They've picked up on a resonant fact: "translation" has developed currency -- and cachet -- as a metaphor for intercultural conversation, as well as the process of thinking between languages. (It's worth noting, and thinking about, the cool translation fact that the word translation, from the Latin trans-fero, to carry across, is an exact translation for metaphor, from the Greek metapherein).

What exactly is being ferried back and forth between cultures when translation occurs? That's what the project explores, through
four thematic strands: critique of culturalisation, processes of social recomposition, beyond postcolonialism: the production of the global common, practices of multilinguality vs. national language-policies.

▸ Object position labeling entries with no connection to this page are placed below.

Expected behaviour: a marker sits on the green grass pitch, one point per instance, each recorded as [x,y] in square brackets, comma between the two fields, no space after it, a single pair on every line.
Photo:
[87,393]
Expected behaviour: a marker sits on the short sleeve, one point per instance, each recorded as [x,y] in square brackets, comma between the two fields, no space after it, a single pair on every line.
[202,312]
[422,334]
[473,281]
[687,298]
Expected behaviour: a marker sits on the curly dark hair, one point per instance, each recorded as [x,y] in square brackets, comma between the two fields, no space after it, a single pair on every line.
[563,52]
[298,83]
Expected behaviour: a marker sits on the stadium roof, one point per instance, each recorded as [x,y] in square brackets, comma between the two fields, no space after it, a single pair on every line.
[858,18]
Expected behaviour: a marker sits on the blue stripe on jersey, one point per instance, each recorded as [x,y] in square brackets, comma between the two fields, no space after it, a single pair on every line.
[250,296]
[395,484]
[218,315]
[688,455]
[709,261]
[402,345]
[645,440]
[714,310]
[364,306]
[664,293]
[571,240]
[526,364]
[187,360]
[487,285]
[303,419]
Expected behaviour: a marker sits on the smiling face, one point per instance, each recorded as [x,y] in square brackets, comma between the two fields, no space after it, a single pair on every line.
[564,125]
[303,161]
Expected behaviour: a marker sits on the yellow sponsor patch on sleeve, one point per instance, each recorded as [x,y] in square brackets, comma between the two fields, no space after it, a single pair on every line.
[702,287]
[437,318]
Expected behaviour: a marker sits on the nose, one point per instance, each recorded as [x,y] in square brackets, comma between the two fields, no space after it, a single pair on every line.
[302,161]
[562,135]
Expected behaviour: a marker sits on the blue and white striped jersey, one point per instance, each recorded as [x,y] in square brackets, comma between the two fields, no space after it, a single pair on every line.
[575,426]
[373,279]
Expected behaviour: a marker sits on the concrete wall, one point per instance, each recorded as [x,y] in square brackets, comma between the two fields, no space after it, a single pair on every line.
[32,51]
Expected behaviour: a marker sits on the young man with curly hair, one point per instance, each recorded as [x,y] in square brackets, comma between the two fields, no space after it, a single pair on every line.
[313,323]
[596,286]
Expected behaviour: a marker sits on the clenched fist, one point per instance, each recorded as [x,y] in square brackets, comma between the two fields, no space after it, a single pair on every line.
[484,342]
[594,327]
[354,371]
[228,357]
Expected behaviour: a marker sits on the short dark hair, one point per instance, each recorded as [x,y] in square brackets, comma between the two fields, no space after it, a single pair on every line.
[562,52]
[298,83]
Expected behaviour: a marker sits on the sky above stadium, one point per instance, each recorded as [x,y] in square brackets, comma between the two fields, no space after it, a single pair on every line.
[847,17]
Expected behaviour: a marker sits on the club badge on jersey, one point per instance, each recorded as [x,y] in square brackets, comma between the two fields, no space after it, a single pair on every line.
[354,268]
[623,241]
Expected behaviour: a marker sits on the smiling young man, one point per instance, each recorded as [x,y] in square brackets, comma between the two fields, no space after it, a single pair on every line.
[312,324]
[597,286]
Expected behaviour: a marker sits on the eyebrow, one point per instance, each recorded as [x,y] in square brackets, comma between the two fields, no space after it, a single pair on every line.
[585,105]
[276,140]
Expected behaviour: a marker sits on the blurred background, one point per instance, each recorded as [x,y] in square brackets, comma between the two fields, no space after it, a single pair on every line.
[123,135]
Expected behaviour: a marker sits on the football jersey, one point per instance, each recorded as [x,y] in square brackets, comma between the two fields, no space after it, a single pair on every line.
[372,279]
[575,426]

It may all sound a bit academic, but these are burning questions, in light of -- for example -- UK Immigration minister Phil Woolas' comments
about translation services in Oldham. "We had been spending thousands of pounds of taxpayers' money translating into foreign languages in the belief that we were helping migrants. It was not helping them; in fact it was ghettoising them and it was perpetuating racism against them." He accepts legal and health translation services are essential but gives the example of a school with a notice saying "welcome" in 20 languages. "The intention is to be welcoming and inclusive. The impact of it is first of all to ghettoise people and secondly to perpetuate racialism. In this country we've got things the wrong way round."

Is Woolas right or wrong? That's at the heart of _translate_: the ways in which both cultural and verbal translation (and the ways that they are inextricably entwined) affect all of us in basic and immediate (as well as complex and abstract) ways.